Klimawandel bzw. Einhaltung der Klimaziele erhöhen Finanzierungslücke 2070 um 1,3% des BIP
Der voranschreitende Klimawandel und die verpflichtenden EU- Klimaziele beeinflussen die öffentlichen Finanzen in Österreich vielfältig. Der FISK-Nachhaltigkeitsbericht 2025 greift diese Einflussfaktoren erstmals auf und berechnet deren Budgeteffekte im Rahmen eines neu konzipierten Klimamoduls des FISK-OLG-Modells. Die Projektionen machen deutlich, dass die mit Abstand größte langfristige Budgetbelastung aufgrund des Wegfalls der energiebezogenen Steuern durch die Veränderung des Energiemixes hin zu einer verstärkten Nutzung von erneuerbarer Energie entsteht. Zusätzlich führen notwendige Zertifikatszukäufe aufgrund der Verfehlung der EU-Klimaziele zu einem Anstieg der langfristigen Staatsausgaben. Die Auswirkungen des Klimawandels auf die erwarteten öffentlichen Schadenskosten durch häufiger auftretende Naturkatastrophen sind hingegen relativ moderat.

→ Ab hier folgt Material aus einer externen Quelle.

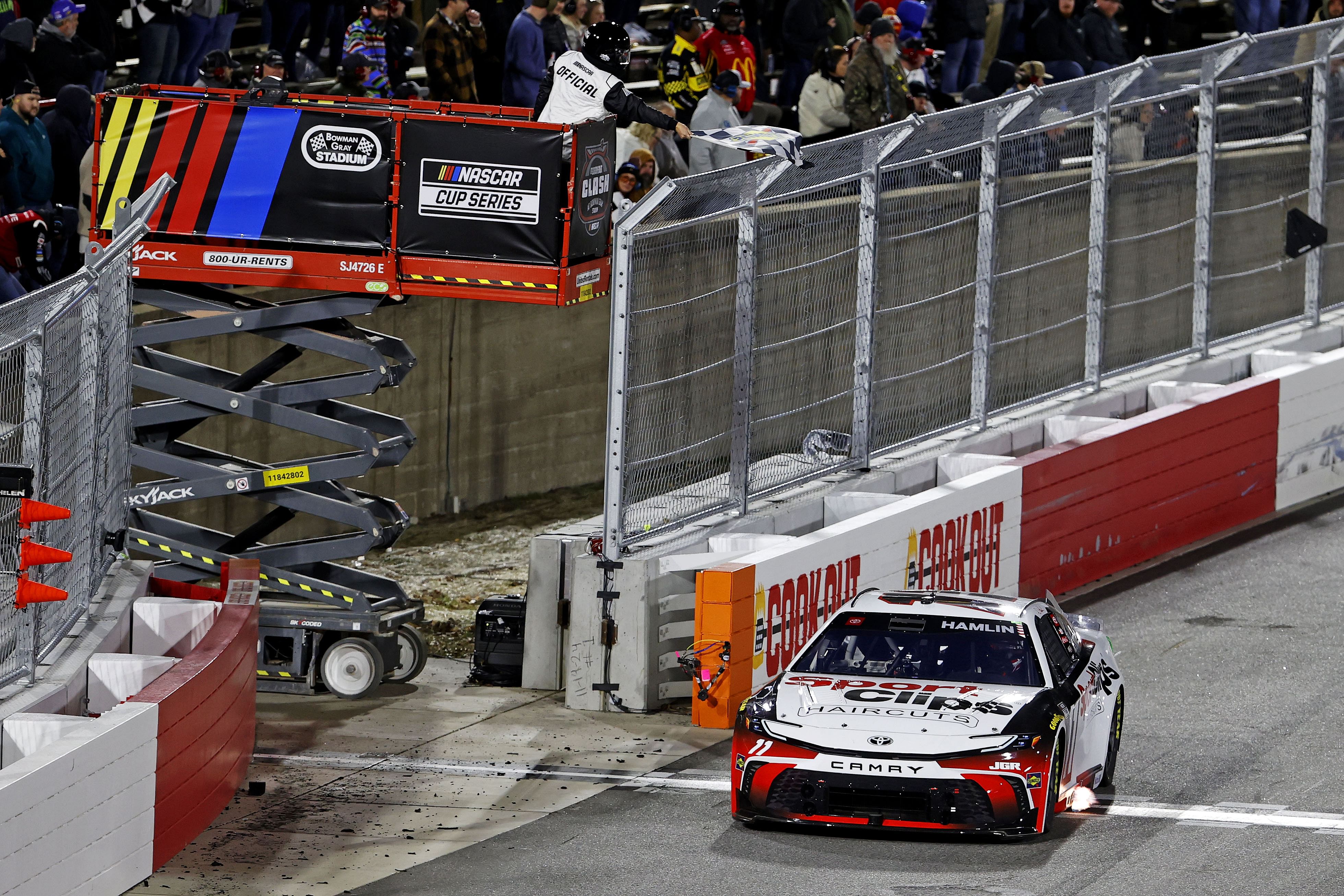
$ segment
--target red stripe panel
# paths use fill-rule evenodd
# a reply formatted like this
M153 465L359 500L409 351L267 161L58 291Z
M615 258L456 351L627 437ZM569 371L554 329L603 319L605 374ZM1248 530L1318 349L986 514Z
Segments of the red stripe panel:
M251 760L257 725L257 607L220 607L176 666L132 697L159 704L155 868L228 805Z
M257 646L253 642L253 654L255 652ZM255 707L257 657L253 654L241 657L233 672L223 680L218 680L212 674L198 676L191 682L191 688L195 689L203 684L216 684L218 686L204 700L198 703L179 692L168 701L176 705L168 705L168 703L160 705L160 713L168 712L171 715L176 715L179 708L190 708L176 716L171 728L163 725L160 715L156 802L163 803L173 797L179 789L191 785L196 774L215 759L215 754L223 746L224 740L220 733L224 727L231 720L249 713L249 707L243 704L250 701ZM202 736L202 732L210 736Z
M255 670L253 674L255 677ZM215 756L198 768L190 786L177 789L167 798L155 799L153 866L156 869L168 864L210 827L234 798L247 778L255 737L254 720L239 720Z
M1021 458L1020 592L1095 582L1274 510L1278 380L1246 380Z
M163 136L159 138L159 149L155 152L155 161L149 165L149 187L163 175L175 175L177 163L181 160L183 149L187 146L187 134L191 132L191 120L196 114L196 103L175 102L164 122ZM155 214L149 216L149 230L159 227L159 216L167 203L160 203Z
M200 122L200 133L196 134L196 142L191 148L187 173L183 175L183 183L177 188L177 204L173 207L172 220L168 223L171 232L195 232L196 216L200 214L200 206L206 201L206 189L210 187L210 172L215 168L219 148L224 142L224 130L228 129L228 118L233 114L233 103L212 102L206 107L206 120Z

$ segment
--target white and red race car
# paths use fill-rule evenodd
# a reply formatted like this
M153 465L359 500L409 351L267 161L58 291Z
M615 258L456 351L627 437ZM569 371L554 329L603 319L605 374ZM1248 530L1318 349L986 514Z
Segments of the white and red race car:
M1124 707L1101 623L1048 595L871 588L742 704L732 815L1040 834L1110 785Z

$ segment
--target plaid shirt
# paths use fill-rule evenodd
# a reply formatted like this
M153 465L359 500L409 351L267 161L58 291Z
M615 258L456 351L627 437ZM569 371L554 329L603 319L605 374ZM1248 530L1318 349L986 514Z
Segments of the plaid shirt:
M345 28L345 44L341 47L343 56L362 52L374 63L364 78L364 86L376 97L392 95L387 81L386 30L386 23L375 23L368 16L359 17Z
M434 13L425 26L429 98L441 102L477 102L472 58L482 52L485 52L485 26L473 28Z

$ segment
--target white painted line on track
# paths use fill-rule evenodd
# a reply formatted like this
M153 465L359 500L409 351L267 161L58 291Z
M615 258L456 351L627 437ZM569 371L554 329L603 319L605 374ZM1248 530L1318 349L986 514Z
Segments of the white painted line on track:
M676 772L621 772L595 768L566 768L563 766L496 766L491 763L445 762L437 759L403 759L399 756L356 756L352 754L285 755L253 754L257 762L282 766L302 766L310 768L348 768L351 771L423 771L469 778L512 778L590 780L601 785L624 787L656 787L677 790L719 790L727 793L731 787L727 778L675 778Z
M1266 809L1269 809L1266 806ZM1167 803L1102 803L1083 815L1120 815L1126 818L1164 818L1177 823L1235 825L1238 827L1296 827L1320 833L1344 834L1344 815L1335 813L1228 811L1216 806L1171 806Z
M564 766L499 766L487 762L453 762L441 759L409 759L402 756L359 756L353 754L253 754L253 759L284 766L313 768L348 768L351 771L409 771L441 775L511 778L513 780L547 779L577 780L595 785L616 785L636 789L637 793L659 790L710 790L728 793L727 776L708 776L708 770L687 768L681 772L649 771L625 772L620 770L569 768ZM685 775L685 776L681 776ZM1177 825L1206 827L1286 827L1312 830L1321 834L1344 836L1344 814L1293 811L1271 803L1224 802L1216 806L1179 806L1153 802L1152 797L1103 797L1101 803L1077 815L1154 818L1175 821Z

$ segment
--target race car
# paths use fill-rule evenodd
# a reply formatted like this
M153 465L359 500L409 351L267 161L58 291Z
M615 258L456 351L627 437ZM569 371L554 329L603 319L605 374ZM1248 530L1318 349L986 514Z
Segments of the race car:
M1043 834L1107 786L1125 682L1054 598L870 588L743 701L732 817Z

Einnahmen können aufgrund des schwachen Wirtschaftswachstums starken Ausgabenanstieg nicht kompensieren
Der BIP-Rückgang infolge der Hochinflationsphase und der Energiekrise scheint laut aktueller Wirtschaftsprognosen permanent zu sein. Im Gegensatz zum BIP-Einbruch im Zuge der COVID-19-Pandemie wird hier keine Rückkehr auf den ursprünglichen BIP-Pfad erwartet. Ausgehend von diesem permanenten Verlust an Wirtschaftsleistung führen ein demografisch bedingtes geringes Beschäftigungswachstum und ein moderater erwarteter technologischer Fortschritt zu einem im historischen Vergleich schwachen mittel- bis langfristigen Wirtschaftswachstum. Der dadurch gedämpfte Anstieg der Staatseinnahmen ist damit immer weniger in der Lage, den starken Anstieg der Staatsausgaben zu kompensieren.
Finanzierungslücke kann nur mit einer Kombination aus vielen Maßnahmen geschlossen werden
Die Umsetzung der gegenwärtig geplanten Konsolidierung ist ein wichtiger, aber nur erster Schritt zur Sicherung der Nachhaltigkeit der öffentlichen Finanzen in Österreich. Das starke Ausgabenwachstum im Gesundheits-, Pflege- und Pensionsbereich muss durch Strukturreformen adressiert werden. Gleichzeitig gilt es, das Einnahmenwachstum durch wachstumsfördernde Industrie- und Wirtschaftspolitik zu erhöhen. Die reale Wertsicherung von Staatsausgaben und Staatseinnahmen sollte gemeinsam gedacht werden und die vorherrschende Budgetsituation berücksichtigen.
Presseunterlagen, Berichte und Empfehlungen unter Fiskalrat - Presseinformationen .
[1] Beruht auf der WIFO-Mittelfristprognose Jänner 2025. Das langfristige durchschnittliche reale BIP-Wachstum beträgt 1,2%.
[2] Diese Regel ist für Länder während eines ÜD-Verfahrens ausgesetzt.